Island physician inducted into St. FX Hall of Honour
The late Dr. Leo Killorn was posthumously inducted into St. Francis Xavier University’s Hall of Honour.
Family from across the Maritimes attended the recent ceremony in Antigonish, N.S.
St. FX Hall of Honour was initiated by the class of 1991 Legacy Committee, to recognize those members of the St. FX community who have carried on the St. FX tradition and spirit of helping others and their community.
Killorn was born in Saint John, N.B., and graduated from St. FX in 1945. He was also awarded the Governor Generals Medal. Killorn graduated from McGill medical school in Montreal in 1949 and then studied surgery and pathology at the medical college of Virginia in Richmond, West Virginia.
He would eventually marry Helen Grant of Montague, P.E.I.
In 1955, as a surgeon and general practitioner, he came to Charlottetown where he carried out his medical practice for 13 years. During this time, he battled alcoholism and eventually obtained help for his alcoholism in 1968.

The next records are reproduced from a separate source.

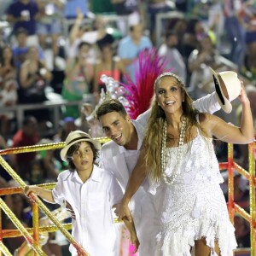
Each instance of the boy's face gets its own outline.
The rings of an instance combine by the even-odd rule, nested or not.
[[[131,140],[130,117],[118,112],[108,113],[99,119],[104,133],[119,146],[125,146]]]
[[[78,172],[92,171],[94,155],[90,143],[82,142],[72,157]]]

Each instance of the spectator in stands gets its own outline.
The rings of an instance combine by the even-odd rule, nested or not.
[[[199,46],[199,40],[206,34],[206,29],[202,22],[198,19],[189,19],[187,22],[186,32],[182,41],[181,54],[188,60],[191,52]]]
[[[26,61],[26,54],[28,51],[28,44],[27,44],[27,31],[25,28],[20,27],[15,32],[15,37],[17,41],[17,45],[13,47],[13,55],[15,58],[15,65],[19,70],[21,67],[21,64]],[[37,46],[39,53],[39,59],[44,61],[44,55],[42,49],[39,46]]]
[[[85,25],[84,23],[84,14],[79,9],[77,10],[77,16],[73,26],[69,33],[67,42],[67,57],[74,58],[78,55],[78,46],[81,42],[85,42],[92,46],[97,41],[113,41],[113,37],[107,32],[106,21],[102,16],[96,16],[92,24]],[[88,59],[91,64],[95,64],[98,55],[95,47],[91,47],[88,53]]]
[[[150,31],[150,38],[154,44],[156,44],[155,38],[155,21],[156,16],[158,14],[166,13],[170,9],[169,6],[167,5],[167,1],[166,0],[149,0],[148,1],[148,15],[149,15],[149,31]],[[162,22],[161,25],[164,29],[166,29],[166,23]]]
[[[40,61],[37,47],[28,49],[26,61],[21,65],[19,80],[19,102],[23,104],[43,103],[47,100],[45,87],[52,79],[51,73]],[[49,119],[46,108],[26,111],[26,114],[34,115],[39,123]]]
[[[152,47],[150,39],[143,36],[142,24],[130,26],[130,35],[121,39],[118,46],[118,55],[121,58],[127,73],[135,81],[135,71],[137,69],[140,51]]]
[[[90,92],[93,67],[88,61],[90,48],[89,44],[80,43],[78,55],[69,59],[67,63],[62,96],[69,102],[82,101],[83,96]],[[79,107],[66,106],[63,114],[65,117],[78,118],[79,116]]]
[[[121,76],[126,73],[123,62],[119,57],[114,55],[114,48],[111,44],[113,42],[102,41],[98,44],[101,58],[96,64],[94,74],[94,89],[93,91],[99,99],[99,94],[102,89],[106,92],[106,85],[101,81],[102,74],[112,77],[115,81],[121,81]]]
[[[26,116],[22,128],[14,135],[12,148],[33,146],[39,142],[38,121],[33,116]],[[35,152],[14,155],[14,169],[23,179],[27,179],[27,166],[36,157]]]
[[[254,83],[256,79],[256,37],[248,38],[247,43],[246,55],[241,73],[250,82]]]
[[[37,33],[39,44],[45,49],[47,37],[49,36],[51,45],[58,42],[61,33],[61,21],[63,18],[63,0],[36,0],[40,11],[40,18],[37,22]]]
[[[28,32],[28,44],[38,44],[37,20],[40,17],[39,9],[32,0],[14,1],[6,11],[7,21],[13,24],[13,33],[20,27]]]
[[[178,38],[174,31],[167,32],[166,33],[166,42],[162,44],[159,49],[159,55],[166,56],[168,60],[166,70],[172,72],[179,76],[184,82],[187,79],[187,68],[183,56],[177,49]]]
[[[246,52],[243,1],[224,0],[224,26],[231,45],[230,59],[241,67]]]
[[[210,32],[201,35],[199,47],[189,55],[188,65],[191,73],[189,90],[194,98],[198,99],[213,90],[213,84],[208,67],[218,70],[221,67],[220,55],[215,49],[215,38]],[[205,84],[206,79],[207,83]]]
[[[5,46],[0,53],[0,107],[15,106],[18,101],[17,73],[11,49]],[[5,111],[0,113],[0,134],[6,136],[10,131],[10,121],[15,113]]]

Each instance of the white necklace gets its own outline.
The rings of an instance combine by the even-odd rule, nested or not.
[[[162,138],[162,148],[161,148],[161,166],[162,166],[162,177],[164,182],[167,185],[172,185],[178,173],[178,167],[180,164],[181,155],[182,155],[182,146],[184,143],[184,137],[185,137],[185,127],[186,127],[186,119],[184,117],[182,118],[182,125],[181,125],[181,131],[179,135],[178,140],[178,146],[177,146],[177,163],[174,167],[173,175],[172,177],[166,177],[166,129],[167,129],[167,122],[166,119],[164,123],[163,127],[163,138]]]

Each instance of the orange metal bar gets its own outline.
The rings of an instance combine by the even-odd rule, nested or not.
[[[36,203],[32,203],[32,223],[33,223],[33,237],[34,243],[40,245],[39,242],[39,209],[38,206]],[[36,255],[36,252],[34,252],[34,255]]]
[[[9,207],[6,205],[6,203],[2,198],[0,198],[0,204],[4,212],[11,218],[12,222],[17,227],[17,229],[20,230],[22,236],[31,244],[33,249],[37,252],[38,255],[46,256],[42,248],[37,244],[33,243],[33,238],[32,237],[32,236],[27,232],[26,229],[23,226],[23,224],[17,218],[17,217],[13,213],[13,212],[9,208]]]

It was then that he dedicated his life to the “apostolate of the alcoholic”. He would be the medical director and executive director of the Alcoholism Foundation of P.E.I. in 1971. He was also one of the first physicians in North America to treat chemical dependency as a disease.
In 1974, he would establish the Alcohol and Drug Problems Institute in Charlottetown, the first outpatient detoxification treatment program of its kind in North America.
In 1979 he was awarded the Guardian Patriot Islander of the Year Award. He would also receive an honorary degree from UPEI in 1985. In addition, he was recognized as one of North Americas leaders in alcohol education and rehabilitation.
Killorn died in June of 1992 but was awarded posthumously the Canada 125 Medal that same year.
The late Premier Joseph Ghiz in giving his eulogy said, “he viewed alcohol and drug addiction not as a weakness of character to be judged or frowned upon socially, but as a disease like any other, one which could be treated and controlled. Over the course of his professional career he quite literally saved the lives of many who came to him sick and broken in spirit”.